Some patients are advised to take the combined contraceptive pill. However, studies show that it is of little help, as the type of estrogen it contains is different from the kind produced naturally by the body.

But a number of small studies have shown that giving estrogen to underweight patients can restore bone density to normal levels. A Harvard Medical School trial involving 110 teens with eating disorders found that using a patch of 100 mcg estrogen twice a week, along with increasing doses of progesterone over 18 months, increased bone strength in the hips and spine in compared to those who did not receive the hormones.

Those taking HRT were found to have healthy bone density.

Dr. Flexer says the ideal dose for anorexics is a 100 mcg estrogen patch replaced twice a week — the maximum allowable dose — combined with progesterone taken daily for two weeks, followed by two weeks of rest.

But dr. Cutinha shares campaigners’ concerns about the potential risks of HRT for long-term recovery.

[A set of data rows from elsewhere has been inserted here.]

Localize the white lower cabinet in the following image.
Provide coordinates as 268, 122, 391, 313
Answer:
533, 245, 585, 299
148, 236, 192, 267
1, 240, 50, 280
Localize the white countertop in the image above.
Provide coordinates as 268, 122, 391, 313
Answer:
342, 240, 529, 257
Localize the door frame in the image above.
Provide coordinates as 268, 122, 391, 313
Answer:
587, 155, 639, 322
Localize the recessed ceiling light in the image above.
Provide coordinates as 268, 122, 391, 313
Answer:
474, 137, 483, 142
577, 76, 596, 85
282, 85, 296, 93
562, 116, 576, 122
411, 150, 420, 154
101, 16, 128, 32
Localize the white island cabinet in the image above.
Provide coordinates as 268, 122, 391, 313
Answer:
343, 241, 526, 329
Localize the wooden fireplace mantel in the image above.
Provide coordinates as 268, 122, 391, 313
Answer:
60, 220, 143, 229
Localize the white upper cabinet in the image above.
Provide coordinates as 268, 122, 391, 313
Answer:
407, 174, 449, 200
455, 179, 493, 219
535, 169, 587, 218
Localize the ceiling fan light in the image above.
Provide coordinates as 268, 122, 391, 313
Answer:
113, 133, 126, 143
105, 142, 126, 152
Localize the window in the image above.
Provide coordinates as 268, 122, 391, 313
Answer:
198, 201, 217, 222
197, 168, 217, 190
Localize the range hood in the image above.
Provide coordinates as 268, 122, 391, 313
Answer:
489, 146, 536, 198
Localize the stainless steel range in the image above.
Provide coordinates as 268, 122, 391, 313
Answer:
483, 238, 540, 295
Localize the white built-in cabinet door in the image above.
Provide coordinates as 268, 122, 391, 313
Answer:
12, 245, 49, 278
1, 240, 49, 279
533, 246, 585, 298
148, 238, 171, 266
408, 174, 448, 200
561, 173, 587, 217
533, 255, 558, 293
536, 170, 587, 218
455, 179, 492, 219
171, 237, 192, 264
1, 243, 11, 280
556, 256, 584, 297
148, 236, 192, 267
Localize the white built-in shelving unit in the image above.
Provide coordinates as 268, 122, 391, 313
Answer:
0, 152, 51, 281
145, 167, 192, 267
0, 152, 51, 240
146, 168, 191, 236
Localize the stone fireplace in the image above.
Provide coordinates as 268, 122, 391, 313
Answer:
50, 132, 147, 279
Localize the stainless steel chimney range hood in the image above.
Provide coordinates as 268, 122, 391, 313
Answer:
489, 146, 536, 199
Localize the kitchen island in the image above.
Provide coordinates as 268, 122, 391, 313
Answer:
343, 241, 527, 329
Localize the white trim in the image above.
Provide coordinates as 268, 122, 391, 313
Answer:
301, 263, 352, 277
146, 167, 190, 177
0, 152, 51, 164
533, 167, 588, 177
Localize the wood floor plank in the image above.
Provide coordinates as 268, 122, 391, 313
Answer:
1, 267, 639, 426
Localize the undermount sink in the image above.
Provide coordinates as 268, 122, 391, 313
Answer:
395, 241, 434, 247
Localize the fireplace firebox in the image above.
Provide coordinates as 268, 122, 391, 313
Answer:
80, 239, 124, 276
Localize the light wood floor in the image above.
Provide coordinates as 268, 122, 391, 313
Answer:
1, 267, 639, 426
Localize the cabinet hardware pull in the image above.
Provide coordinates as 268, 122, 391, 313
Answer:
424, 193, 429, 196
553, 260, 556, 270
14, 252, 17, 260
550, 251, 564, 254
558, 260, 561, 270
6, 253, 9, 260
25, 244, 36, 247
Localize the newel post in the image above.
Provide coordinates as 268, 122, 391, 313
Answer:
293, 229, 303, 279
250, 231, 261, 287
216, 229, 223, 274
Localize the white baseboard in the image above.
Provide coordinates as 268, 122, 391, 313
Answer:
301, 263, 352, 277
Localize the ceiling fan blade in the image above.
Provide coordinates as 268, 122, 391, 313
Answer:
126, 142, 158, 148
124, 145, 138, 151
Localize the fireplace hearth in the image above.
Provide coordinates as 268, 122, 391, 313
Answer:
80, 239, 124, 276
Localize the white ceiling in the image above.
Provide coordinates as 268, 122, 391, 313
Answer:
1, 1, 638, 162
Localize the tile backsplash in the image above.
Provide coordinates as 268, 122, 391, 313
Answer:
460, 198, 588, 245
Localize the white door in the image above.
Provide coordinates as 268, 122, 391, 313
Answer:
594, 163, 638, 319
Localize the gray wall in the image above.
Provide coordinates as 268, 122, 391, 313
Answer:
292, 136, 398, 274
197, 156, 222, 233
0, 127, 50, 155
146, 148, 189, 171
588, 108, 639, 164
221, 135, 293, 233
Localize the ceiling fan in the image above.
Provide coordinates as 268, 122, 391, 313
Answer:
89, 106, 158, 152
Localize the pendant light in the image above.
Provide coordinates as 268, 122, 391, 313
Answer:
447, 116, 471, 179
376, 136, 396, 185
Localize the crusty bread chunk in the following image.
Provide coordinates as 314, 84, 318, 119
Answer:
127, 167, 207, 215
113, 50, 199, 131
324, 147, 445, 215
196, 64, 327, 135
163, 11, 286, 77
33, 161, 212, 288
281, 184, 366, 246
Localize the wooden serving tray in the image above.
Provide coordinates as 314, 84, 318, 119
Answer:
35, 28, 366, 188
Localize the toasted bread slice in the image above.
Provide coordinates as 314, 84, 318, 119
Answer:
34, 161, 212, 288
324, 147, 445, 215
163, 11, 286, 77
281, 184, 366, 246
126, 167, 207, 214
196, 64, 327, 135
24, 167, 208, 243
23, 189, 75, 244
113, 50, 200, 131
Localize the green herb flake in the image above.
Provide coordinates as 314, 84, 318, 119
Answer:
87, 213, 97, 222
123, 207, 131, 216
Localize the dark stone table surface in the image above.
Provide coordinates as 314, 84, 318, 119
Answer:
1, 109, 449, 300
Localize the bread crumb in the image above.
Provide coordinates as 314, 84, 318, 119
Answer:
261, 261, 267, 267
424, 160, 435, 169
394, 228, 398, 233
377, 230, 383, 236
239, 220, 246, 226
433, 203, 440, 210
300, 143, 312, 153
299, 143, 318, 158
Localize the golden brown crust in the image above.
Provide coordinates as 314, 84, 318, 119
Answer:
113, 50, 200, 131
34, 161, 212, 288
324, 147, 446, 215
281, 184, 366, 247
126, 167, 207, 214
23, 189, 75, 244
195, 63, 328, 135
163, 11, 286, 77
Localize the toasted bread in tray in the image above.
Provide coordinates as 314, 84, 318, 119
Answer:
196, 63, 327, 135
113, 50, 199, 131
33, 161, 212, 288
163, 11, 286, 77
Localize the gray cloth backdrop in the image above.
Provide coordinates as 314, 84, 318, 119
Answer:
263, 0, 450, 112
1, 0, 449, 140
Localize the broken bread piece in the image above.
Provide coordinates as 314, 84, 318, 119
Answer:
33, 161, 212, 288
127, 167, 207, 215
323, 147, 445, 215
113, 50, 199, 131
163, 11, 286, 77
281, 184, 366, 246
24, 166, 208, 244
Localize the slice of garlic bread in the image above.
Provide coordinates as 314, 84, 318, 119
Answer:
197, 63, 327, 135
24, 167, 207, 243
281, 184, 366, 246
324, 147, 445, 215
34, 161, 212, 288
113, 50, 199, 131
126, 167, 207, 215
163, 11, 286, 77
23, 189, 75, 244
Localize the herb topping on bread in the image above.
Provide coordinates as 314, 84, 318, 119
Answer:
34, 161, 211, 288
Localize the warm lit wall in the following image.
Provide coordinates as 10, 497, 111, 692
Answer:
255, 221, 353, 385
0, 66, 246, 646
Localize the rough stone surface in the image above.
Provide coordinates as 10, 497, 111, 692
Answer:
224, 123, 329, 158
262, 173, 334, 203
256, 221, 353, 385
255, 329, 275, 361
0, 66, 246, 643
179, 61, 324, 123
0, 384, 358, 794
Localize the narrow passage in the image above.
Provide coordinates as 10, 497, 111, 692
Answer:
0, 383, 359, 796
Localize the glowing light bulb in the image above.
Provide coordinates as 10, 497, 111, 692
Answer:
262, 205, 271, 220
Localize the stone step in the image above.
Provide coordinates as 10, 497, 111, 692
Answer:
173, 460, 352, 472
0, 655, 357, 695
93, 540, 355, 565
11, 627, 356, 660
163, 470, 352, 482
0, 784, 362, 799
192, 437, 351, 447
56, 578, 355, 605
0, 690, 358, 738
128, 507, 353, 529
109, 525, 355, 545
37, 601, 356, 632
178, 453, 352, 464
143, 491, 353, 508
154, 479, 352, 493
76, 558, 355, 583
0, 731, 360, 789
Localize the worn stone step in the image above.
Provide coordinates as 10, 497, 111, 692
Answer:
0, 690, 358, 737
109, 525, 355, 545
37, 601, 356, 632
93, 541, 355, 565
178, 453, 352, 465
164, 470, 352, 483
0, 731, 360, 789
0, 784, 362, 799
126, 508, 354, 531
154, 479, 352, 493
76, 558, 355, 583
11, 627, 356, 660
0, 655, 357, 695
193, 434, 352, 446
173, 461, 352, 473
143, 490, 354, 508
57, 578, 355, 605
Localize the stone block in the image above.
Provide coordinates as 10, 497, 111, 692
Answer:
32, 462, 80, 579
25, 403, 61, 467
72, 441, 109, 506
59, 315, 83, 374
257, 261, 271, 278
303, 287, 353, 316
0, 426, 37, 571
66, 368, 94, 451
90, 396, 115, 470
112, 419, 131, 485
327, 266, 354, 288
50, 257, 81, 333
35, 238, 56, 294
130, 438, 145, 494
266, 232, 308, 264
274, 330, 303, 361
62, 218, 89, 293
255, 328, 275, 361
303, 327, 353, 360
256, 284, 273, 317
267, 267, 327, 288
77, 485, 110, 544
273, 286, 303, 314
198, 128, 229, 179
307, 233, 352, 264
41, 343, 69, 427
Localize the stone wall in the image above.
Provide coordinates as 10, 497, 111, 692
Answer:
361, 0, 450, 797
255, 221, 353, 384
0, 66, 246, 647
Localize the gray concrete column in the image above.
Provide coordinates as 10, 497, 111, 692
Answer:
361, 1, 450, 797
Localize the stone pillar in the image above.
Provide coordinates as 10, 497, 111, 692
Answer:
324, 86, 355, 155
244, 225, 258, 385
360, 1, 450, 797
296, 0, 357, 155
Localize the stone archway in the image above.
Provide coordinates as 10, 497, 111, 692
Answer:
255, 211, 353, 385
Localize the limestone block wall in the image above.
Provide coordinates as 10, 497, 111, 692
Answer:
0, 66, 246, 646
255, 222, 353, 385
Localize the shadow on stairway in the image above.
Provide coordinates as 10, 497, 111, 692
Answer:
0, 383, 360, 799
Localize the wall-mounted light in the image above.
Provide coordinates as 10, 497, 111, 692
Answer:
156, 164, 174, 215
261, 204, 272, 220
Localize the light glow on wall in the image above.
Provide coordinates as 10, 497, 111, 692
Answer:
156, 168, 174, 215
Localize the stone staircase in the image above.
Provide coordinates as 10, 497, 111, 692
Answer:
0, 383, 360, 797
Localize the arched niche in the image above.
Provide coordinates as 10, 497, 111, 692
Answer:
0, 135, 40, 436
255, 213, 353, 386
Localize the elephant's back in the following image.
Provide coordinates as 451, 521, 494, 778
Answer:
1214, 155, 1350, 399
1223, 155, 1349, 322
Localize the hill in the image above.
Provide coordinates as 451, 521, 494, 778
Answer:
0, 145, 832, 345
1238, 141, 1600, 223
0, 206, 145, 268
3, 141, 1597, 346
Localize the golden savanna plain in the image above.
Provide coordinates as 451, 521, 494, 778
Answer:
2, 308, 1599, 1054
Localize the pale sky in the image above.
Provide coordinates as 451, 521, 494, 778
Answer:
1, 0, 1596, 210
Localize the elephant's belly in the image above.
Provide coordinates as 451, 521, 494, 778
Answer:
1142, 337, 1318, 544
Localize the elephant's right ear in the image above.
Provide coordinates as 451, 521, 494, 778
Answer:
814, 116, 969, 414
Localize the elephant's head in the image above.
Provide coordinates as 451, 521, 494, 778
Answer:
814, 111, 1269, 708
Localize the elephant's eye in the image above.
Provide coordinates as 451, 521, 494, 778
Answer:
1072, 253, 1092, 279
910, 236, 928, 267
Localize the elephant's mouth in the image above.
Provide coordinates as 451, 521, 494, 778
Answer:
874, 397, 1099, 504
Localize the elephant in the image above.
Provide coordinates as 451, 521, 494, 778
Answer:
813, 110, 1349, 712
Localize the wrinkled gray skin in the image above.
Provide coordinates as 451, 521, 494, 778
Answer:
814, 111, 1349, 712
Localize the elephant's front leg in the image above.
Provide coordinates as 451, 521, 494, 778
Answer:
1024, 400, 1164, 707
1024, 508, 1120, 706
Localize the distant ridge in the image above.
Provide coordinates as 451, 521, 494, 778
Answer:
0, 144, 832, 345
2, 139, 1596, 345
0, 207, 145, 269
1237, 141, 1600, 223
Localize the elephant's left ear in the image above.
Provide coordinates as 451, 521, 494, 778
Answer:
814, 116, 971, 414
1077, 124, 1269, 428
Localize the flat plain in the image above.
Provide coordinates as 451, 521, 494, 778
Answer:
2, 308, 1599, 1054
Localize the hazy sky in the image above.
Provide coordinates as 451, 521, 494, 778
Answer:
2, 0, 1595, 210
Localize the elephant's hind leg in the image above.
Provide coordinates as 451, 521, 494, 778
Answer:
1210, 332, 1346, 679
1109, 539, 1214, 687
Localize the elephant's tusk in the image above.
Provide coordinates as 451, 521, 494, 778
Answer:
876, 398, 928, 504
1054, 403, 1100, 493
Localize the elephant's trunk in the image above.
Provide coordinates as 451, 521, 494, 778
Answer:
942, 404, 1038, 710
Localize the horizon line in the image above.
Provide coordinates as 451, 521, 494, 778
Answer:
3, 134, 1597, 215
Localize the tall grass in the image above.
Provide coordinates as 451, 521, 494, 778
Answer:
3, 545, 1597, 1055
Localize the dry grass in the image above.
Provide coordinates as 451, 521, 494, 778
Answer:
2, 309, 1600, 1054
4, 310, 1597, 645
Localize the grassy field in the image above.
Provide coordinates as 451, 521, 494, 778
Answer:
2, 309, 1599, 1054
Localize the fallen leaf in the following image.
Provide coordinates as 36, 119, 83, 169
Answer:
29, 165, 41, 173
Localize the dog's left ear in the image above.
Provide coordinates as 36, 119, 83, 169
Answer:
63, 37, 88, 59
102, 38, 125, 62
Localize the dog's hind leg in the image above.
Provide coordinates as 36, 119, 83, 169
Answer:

“It can undermine the message that food is the key to getting better,” he says. “Medications that mask the symptoms of an eating disorder can give patients a false sense of security.”

Dr. Cutinha adds that the evidence that HRT protects bones in anorexia is limited and it may be only “partially beneficial.” “We don’t have enough to prove that the benefits outweigh the risks,” he says. ‘In order to get optimal bone strength, young people should eat all the different food groups in combination with weight recovery. This combination gets the body’s natural hormones working and helps the bones to recover.’